Add to playlist: the coffee-shop pop of Gianna and the week’s best new tracks

3 hours ago 12

From London
Recommended if you like All Saints, Frou Frou, Nelly Furtado
Up next EP out now; on tour with After in May

The first time I heard Gianna’s Shadow of a Bird, I was instantly transported to a place that smelled of Impulse body spray. It is a track that has perfectly nailed the polished boho-pop of early 00s Nelly Furtado, All Saints and Corinne Bailey Rae – the sort that features arpeggiated acoustic guitar, vaguely trip-hop beats and a gently distinctive voice swooping through them.

Other clear influences on the 23-year-old Camdenite’s debut EP Behind the Wings are the cinematic sweep of Everything But the Girl and the rave-adjacent Ray of Light-era Madonna, but also Gianna’s own childhood steeped in Albanian television and folk songs. When she started writing songs to combat the boredom of lockdown, she wrote them in Albanian over beats she found on YouTube. You hear tiny hints of that Balkan aesthetic in her new music, though Shadow of a Bird was inspired by an experience dozing in her parents’ native Kosovo. What she thought was a brick falling on her turned out to be a hummingbird flitting by. Turning that split-second into a Pure Shores-esque meditation on reality distortion is quite the move.

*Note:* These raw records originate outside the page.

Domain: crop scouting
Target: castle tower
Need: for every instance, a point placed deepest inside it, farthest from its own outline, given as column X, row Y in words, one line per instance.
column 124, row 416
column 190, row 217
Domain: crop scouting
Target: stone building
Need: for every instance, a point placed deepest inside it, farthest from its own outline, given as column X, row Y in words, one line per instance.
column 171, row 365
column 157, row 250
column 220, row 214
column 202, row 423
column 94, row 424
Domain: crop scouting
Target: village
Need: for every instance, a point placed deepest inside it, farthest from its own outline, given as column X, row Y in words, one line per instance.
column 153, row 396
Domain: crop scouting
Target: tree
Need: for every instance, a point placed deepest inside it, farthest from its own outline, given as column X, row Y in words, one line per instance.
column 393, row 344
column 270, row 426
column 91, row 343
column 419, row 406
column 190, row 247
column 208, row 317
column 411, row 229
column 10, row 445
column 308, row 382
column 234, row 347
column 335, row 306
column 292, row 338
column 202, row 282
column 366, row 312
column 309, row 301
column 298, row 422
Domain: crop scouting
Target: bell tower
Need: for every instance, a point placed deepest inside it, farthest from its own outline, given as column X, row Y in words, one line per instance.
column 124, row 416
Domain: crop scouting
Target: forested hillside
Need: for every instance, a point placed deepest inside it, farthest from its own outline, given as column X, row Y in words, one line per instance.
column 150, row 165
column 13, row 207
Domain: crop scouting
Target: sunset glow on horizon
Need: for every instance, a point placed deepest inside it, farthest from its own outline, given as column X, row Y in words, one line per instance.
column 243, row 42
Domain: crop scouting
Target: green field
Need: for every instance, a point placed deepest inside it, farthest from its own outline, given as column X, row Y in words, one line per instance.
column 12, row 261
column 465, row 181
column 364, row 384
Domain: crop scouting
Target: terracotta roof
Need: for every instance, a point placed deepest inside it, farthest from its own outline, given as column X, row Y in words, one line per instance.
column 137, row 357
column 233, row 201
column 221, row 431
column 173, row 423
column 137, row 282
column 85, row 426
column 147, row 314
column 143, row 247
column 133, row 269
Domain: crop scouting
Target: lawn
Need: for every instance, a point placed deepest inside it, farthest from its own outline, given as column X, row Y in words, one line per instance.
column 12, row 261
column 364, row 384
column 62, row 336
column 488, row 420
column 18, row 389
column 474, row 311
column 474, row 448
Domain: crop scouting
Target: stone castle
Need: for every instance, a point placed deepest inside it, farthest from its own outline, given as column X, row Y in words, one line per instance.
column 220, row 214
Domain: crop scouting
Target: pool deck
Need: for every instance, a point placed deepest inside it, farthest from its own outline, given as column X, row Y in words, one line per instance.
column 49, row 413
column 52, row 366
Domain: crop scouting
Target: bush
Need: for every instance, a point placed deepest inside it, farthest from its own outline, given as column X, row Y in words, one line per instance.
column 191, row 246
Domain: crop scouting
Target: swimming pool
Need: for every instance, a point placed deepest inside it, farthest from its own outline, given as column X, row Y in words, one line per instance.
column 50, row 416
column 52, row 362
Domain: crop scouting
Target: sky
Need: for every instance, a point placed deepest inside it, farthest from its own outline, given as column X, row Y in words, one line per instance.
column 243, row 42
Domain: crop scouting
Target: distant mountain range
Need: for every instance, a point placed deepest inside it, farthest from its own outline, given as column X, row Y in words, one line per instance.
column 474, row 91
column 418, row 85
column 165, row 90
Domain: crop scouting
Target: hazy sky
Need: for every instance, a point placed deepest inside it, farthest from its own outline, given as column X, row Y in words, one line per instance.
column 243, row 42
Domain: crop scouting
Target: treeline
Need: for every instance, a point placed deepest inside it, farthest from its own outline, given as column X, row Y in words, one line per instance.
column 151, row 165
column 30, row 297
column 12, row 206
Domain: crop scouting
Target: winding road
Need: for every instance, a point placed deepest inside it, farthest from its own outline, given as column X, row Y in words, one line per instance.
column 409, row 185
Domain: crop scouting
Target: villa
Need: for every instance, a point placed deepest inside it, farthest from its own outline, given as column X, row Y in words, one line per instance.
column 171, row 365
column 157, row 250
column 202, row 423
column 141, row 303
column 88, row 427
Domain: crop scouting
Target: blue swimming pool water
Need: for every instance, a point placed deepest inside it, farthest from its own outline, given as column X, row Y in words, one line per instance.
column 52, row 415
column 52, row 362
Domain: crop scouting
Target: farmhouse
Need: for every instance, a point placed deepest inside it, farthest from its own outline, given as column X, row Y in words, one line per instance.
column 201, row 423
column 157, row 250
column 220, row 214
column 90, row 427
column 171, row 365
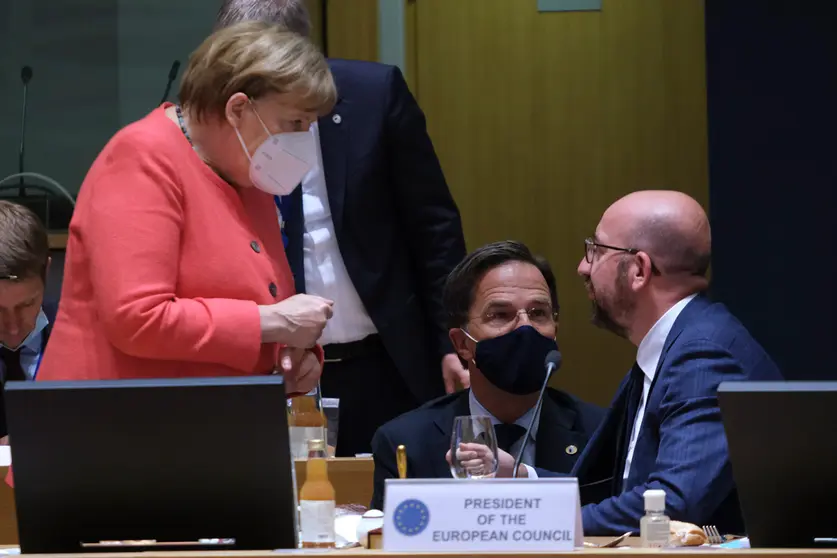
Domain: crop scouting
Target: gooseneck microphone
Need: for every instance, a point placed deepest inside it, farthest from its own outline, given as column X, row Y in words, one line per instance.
column 25, row 76
column 552, row 362
column 175, row 66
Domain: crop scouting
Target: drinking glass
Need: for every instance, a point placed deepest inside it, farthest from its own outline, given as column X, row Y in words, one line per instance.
column 473, row 448
column 306, row 421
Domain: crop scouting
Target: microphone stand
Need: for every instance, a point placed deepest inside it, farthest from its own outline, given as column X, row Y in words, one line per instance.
column 549, row 369
column 172, row 76
column 25, row 76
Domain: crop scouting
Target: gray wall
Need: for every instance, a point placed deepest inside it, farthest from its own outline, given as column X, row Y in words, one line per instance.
column 98, row 65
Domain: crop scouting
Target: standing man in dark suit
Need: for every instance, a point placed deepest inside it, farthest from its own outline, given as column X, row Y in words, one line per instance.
column 502, row 307
column 374, row 228
column 25, row 319
column 645, row 270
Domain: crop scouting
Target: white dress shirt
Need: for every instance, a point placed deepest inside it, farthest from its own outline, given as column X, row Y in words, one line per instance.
column 325, row 271
column 648, row 357
column 30, row 349
column 477, row 409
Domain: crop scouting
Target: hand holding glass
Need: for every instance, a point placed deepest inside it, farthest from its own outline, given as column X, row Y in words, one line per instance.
column 473, row 448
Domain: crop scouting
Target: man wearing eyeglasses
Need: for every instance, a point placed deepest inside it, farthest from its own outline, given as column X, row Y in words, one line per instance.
column 645, row 271
column 502, row 308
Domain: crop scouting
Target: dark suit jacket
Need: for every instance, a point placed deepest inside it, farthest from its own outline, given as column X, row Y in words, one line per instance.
column 397, row 226
column 50, row 309
column 426, row 432
column 681, row 446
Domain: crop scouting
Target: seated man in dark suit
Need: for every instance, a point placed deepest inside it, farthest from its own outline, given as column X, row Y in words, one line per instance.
column 645, row 271
column 25, row 319
column 499, row 299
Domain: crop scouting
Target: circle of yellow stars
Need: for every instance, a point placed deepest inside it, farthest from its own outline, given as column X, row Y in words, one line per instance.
column 413, row 506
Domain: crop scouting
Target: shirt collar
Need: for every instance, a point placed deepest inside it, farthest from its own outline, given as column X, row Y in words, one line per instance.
column 33, row 340
column 651, row 346
column 477, row 409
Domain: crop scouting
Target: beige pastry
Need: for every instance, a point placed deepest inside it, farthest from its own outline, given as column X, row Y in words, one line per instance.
column 686, row 534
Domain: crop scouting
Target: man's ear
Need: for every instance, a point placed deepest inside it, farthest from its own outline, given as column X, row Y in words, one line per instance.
column 235, row 107
column 461, row 344
column 641, row 274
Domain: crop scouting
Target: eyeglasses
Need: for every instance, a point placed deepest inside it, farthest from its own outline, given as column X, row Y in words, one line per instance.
column 539, row 316
column 590, row 247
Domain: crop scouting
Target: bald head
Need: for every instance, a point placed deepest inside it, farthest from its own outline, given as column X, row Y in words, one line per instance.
column 671, row 227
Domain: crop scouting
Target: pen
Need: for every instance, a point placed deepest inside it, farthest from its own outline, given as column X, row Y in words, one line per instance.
column 401, row 460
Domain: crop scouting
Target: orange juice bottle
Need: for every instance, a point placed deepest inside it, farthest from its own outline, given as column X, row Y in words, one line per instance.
column 316, row 500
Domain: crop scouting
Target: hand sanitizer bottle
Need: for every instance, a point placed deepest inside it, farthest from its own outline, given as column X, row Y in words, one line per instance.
column 654, row 526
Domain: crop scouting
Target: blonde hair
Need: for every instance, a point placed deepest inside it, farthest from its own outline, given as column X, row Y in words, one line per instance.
column 255, row 58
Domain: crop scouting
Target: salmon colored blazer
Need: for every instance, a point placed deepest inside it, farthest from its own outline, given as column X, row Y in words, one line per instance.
column 165, row 266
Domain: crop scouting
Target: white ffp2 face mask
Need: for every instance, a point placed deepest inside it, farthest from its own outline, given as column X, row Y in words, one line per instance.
column 281, row 161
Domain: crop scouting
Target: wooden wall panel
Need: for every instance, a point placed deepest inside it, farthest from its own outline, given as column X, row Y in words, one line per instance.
column 353, row 29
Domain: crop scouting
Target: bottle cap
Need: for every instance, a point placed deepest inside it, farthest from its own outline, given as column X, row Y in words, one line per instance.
column 316, row 445
column 655, row 500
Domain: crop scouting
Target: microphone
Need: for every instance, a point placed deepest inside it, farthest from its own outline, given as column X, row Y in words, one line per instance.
column 552, row 362
column 172, row 76
column 25, row 76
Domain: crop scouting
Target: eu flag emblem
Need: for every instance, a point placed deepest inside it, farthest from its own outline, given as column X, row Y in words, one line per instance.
column 411, row 517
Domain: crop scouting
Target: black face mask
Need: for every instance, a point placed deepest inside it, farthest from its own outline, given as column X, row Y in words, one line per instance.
column 514, row 362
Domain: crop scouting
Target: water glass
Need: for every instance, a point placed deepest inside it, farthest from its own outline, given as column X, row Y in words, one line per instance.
column 473, row 448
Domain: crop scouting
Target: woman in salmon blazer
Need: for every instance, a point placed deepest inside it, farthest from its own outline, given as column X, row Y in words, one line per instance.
column 175, row 265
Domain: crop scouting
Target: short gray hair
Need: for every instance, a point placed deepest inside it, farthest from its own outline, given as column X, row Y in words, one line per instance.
column 290, row 14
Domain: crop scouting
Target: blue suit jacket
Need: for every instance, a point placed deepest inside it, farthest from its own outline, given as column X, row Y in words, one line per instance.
column 681, row 447
column 50, row 308
column 396, row 223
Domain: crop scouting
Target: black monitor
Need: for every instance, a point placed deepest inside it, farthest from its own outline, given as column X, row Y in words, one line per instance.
column 783, row 446
column 188, row 463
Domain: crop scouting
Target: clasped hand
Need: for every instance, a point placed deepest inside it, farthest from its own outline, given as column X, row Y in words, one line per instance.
column 479, row 457
column 301, row 369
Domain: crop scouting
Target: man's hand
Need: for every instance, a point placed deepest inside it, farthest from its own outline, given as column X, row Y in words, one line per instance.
column 301, row 369
column 297, row 321
column 452, row 371
column 475, row 455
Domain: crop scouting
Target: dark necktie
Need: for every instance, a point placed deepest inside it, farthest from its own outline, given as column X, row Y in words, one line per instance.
column 633, row 395
column 507, row 435
column 290, row 207
column 11, row 361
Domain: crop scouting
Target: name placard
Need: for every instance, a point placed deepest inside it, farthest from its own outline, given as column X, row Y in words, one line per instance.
column 516, row 515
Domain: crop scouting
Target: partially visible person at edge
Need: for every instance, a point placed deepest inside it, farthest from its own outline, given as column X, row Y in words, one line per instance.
column 175, row 265
column 645, row 270
column 374, row 228
column 25, row 317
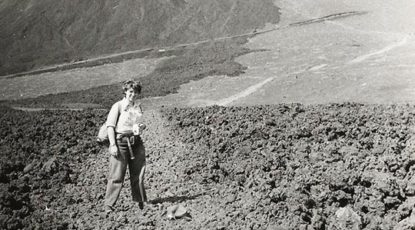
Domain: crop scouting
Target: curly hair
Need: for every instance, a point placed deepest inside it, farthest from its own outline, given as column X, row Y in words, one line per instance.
column 131, row 84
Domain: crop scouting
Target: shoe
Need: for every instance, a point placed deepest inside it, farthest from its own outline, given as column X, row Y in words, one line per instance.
column 141, row 205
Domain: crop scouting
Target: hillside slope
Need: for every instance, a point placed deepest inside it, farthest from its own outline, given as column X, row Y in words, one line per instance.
column 38, row 33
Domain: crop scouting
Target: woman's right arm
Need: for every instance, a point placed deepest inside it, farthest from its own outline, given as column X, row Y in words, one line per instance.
column 111, row 124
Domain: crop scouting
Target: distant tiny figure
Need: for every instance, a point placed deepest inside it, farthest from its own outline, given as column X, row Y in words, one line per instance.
column 124, row 124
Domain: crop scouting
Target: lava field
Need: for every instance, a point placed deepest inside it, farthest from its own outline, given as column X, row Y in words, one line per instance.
column 288, row 166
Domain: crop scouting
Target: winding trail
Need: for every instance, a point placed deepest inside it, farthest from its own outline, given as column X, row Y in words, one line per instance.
column 381, row 51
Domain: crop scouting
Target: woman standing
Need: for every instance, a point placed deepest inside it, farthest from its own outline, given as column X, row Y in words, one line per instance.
column 126, row 147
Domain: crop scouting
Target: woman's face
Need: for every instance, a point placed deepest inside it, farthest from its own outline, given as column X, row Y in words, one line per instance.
column 130, row 95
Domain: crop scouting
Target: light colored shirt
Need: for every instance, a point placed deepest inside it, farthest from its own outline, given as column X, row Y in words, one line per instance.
column 123, row 116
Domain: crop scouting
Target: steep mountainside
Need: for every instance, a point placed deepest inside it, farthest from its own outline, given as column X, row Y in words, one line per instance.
column 38, row 33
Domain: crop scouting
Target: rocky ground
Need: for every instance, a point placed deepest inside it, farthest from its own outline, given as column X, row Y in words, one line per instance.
column 289, row 166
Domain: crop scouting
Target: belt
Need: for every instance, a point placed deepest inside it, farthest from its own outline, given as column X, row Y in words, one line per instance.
column 130, row 139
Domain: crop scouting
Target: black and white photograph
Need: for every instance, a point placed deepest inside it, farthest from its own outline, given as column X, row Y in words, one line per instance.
column 207, row 114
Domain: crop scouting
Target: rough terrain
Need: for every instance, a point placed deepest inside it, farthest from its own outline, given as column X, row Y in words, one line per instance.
column 289, row 166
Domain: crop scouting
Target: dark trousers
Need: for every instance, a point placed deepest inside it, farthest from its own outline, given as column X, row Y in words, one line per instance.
column 118, row 167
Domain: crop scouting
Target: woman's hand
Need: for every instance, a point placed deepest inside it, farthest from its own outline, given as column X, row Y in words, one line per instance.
column 113, row 149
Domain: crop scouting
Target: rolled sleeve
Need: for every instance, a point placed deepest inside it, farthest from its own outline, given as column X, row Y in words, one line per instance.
column 113, row 116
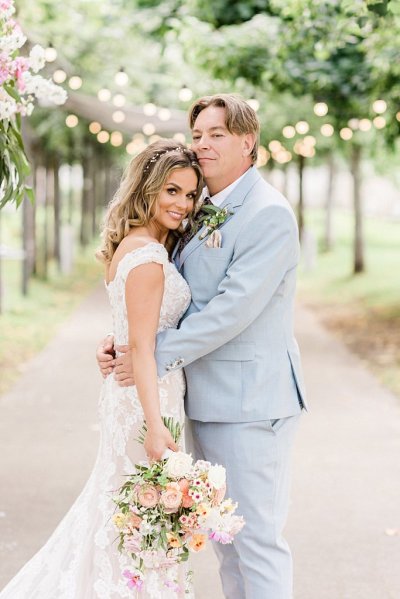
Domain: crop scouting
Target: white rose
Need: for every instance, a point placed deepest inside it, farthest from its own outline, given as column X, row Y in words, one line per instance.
column 37, row 58
column 178, row 464
column 217, row 476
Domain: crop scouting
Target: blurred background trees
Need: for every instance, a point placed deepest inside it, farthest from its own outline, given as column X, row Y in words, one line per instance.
column 324, row 77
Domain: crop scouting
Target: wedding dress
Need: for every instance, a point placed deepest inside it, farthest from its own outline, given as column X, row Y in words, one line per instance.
column 81, row 559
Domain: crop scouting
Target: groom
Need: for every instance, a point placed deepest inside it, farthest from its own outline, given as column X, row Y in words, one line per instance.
column 244, row 383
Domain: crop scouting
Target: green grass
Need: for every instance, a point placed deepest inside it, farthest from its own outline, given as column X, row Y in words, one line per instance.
column 333, row 281
column 363, row 309
column 28, row 323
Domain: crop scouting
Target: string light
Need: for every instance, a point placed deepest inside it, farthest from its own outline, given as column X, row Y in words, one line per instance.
column 75, row 82
column 283, row 156
column 288, row 131
column 254, row 104
column 302, row 127
column 310, row 140
column 364, row 125
column 59, row 76
column 148, row 129
column 118, row 116
column 164, row 114
column 263, row 156
column 327, row 130
column 321, row 109
column 50, row 53
column 116, row 139
column 103, row 137
column 121, row 78
column 119, row 100
column 303, row 149
column 379, row 106
column 131, row 148
column 94, row 127
column 71, row 121
column 346, row 133
column 354, row 124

It feels wrong to describe music that has roots so deep in Y2K nostalgia as “fresh”, but Gianna’s songs are also as bright and effervescent as the era’s face-wash ads. She is not the only artist inspired by that period, of course – Addison Rae and Erika de Casier have been harking back to it of late – but she makes another convincing argument that coffee-shop pop is ripe for reassessment. Kate Solomon

This week’s best new tracks

The musician Nia Archives standing in a rippling pond
Nia Archives.

Nia Archives – Danger
A playground chant acronym runs through the UK junglist’s return – “G is the spot, E is what we drop” etc – which swerves between a rushing chorus and verses worthy of second-album Sugababes: high praise.

deBasement – Aftermarket Bass (ft Nikki Nair)
Special Interest’s Alli Logout and DJ Margo XS ply the sort of fuzzed-out, thumbscrew-turned dancefloor bass and commanding icy vocal – “don’t stop, make the chocolate shake” – that demands total submission.

Downtown Boys – No Me Jodas
The Rhode Island punks return for their first album since 2017, expanding their spit-and-sawdust squall with enveloping clouds of doom. Suits them.

Brennan Wedl and Waxahatchee – Six O’Clock News
Katie Crutchfield and Minnesota-raised Wedl – a songwriter who splits the difference between Lucinda Williams and Sheryl Crow – beautifully essay Kathleen Edwards’ 2002 lament to outlaw love.

Empress Of – Dream House
“Up in the mountain just how you remember / I wanna build you a dream house,” Lorely Rodriguez sings to sweet, shuffling R&B – a literal offering to her family, whose home burned down in the Altadena fires.

Lee “Scratch” Perry and Mouse on Mars – Rockcurry
Many people have claimed Lee “Scratch” Perry’s “last” recordings, but his true final sessions were with this German electronic duo: Perry remains cool as ever amid their synth-winking, caper-worthy music.

Khun Narin Electric Phin Band – Poet Wong Pt 1 (เปิดวง ตอน 1)
Hailing from remote northern Thailand, this marching band are by turns serene, intricate, psychedelic and pulverising on this first taste of a record produced by Tommy Brenneck (Amy Winehouse, Charles Bradley).